Cross-reference with other sources and place the highest value on reputable and popular sources that receive sufficient scrutiny and review by the experts. Also, use your own discretion.

Our understanding of Autism spectrum continues to evolve. Ultimately it is just a label like anything else for a certain group of behaviors. Humans classify things in the world in order to make sense of them and organize their thoughts about things. We (autistic individuals) are simply another category of things in the world.

However, it is important to realize that whatever you read online is about a broad category, and there will be significant variation within that category due to the high complexity and variability of human beings. In other words, you are not defined by what you read online. Instead, you are yourself, separate and distinct from what you read.


_________________
My magical motto is Animus facit nobilem. I like to read fantasy and weird fiction.
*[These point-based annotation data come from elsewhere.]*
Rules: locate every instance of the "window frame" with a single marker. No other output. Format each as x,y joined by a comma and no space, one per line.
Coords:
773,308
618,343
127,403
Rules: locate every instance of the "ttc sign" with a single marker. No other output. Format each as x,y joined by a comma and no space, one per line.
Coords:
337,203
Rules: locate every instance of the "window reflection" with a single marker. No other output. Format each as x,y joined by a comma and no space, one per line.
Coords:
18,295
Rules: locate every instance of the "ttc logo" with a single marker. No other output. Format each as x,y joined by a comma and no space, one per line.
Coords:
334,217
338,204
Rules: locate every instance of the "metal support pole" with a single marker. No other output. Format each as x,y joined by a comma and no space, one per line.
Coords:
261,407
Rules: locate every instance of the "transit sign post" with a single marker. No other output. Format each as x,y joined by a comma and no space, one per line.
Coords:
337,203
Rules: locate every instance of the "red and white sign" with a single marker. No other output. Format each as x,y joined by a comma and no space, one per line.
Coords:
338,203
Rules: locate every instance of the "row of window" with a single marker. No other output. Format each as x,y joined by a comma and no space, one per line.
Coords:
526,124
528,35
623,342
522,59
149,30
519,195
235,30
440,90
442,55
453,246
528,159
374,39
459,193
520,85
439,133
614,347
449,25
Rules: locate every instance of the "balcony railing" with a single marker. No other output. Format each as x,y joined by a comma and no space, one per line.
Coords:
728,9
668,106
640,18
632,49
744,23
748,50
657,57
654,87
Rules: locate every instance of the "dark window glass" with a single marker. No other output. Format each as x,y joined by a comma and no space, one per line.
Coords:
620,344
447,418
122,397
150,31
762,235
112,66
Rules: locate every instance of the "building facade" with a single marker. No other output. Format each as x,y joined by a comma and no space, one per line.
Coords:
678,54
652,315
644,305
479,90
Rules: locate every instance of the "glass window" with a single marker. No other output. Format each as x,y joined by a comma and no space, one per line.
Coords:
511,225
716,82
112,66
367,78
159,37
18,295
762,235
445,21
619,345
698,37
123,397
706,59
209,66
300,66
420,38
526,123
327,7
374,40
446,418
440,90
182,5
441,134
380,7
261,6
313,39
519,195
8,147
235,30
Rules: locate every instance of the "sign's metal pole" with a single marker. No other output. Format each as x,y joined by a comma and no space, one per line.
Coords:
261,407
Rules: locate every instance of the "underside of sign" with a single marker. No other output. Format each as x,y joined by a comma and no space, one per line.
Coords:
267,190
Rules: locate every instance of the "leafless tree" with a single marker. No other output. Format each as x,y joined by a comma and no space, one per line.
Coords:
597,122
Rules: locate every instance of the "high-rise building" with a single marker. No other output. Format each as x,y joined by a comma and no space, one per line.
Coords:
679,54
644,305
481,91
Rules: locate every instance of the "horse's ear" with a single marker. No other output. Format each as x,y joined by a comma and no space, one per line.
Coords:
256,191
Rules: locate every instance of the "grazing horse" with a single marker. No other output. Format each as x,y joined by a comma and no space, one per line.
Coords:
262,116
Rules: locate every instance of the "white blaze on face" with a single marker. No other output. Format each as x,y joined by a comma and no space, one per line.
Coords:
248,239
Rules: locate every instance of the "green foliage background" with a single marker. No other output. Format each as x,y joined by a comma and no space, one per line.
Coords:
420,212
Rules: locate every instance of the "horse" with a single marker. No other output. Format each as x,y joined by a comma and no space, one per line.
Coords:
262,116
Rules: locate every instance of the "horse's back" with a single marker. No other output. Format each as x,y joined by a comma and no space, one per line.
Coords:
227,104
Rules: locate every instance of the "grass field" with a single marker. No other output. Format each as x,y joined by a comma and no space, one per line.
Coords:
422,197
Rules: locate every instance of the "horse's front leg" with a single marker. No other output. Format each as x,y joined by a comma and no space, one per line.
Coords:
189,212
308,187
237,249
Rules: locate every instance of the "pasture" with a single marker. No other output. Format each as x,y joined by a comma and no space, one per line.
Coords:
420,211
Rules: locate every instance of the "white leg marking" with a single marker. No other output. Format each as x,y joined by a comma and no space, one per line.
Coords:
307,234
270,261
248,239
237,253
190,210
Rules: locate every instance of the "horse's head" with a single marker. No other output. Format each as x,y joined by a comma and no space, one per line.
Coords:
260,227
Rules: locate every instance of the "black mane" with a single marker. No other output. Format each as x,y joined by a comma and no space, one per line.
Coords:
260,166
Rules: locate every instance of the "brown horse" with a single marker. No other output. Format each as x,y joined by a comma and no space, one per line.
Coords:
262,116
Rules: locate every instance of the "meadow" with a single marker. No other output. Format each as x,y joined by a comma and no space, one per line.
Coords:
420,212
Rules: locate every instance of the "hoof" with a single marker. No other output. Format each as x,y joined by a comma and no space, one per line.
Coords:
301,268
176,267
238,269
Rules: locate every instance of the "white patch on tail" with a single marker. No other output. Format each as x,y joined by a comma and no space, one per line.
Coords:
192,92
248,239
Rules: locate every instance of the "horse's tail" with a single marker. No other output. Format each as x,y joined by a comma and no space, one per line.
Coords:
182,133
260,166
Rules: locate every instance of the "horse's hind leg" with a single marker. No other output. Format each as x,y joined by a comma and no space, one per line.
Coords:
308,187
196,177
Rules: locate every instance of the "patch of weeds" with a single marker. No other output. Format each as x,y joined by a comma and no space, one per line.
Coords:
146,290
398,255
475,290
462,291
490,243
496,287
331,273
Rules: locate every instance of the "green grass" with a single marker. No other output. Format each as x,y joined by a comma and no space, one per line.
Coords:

Just a few of my favorite online things: music, chess, and dungeon crawl stone soup.


carlos55
Veteran
Veteran

Joined: 5 Mar 2018
Gender: Male
Posts: 1,975

Yesterday, 7:47 am

Kitty4670 wrote:
How do you know if you can trust information about Autism online? for decades, people tell you not to trust everything you read about online, like you cannot trust Facebook.


It depends what your referring too?

From a pathology/ neuroscience research perspective there’s lots of info online.

The problem is the psychology field which is not a real science.

Science is the study of laws of how things work always so e=mc2 always 24/7 or this works in the heart always

Psychology is the study of behaviour and feelings which don’t always apply as people work in strange unpredictable ways so their are no laws

Many people online approaching autism from a psychological perspective have their own individual experience and perspective which may not apply to yourself.

Also some people online are neurodiversity advocates so will tend to talk about autism in a one sided positive way with very little medical perspective that may disenfranchise those who don’t like their autism. They can quickly be spotted by the type of language and sj terminology they use.


_________________
"The reasonable man adapts himself to the world; the unreasonable one persists in trying to adapt the world to himself. Therefore all progress depends upon the unreasonable man."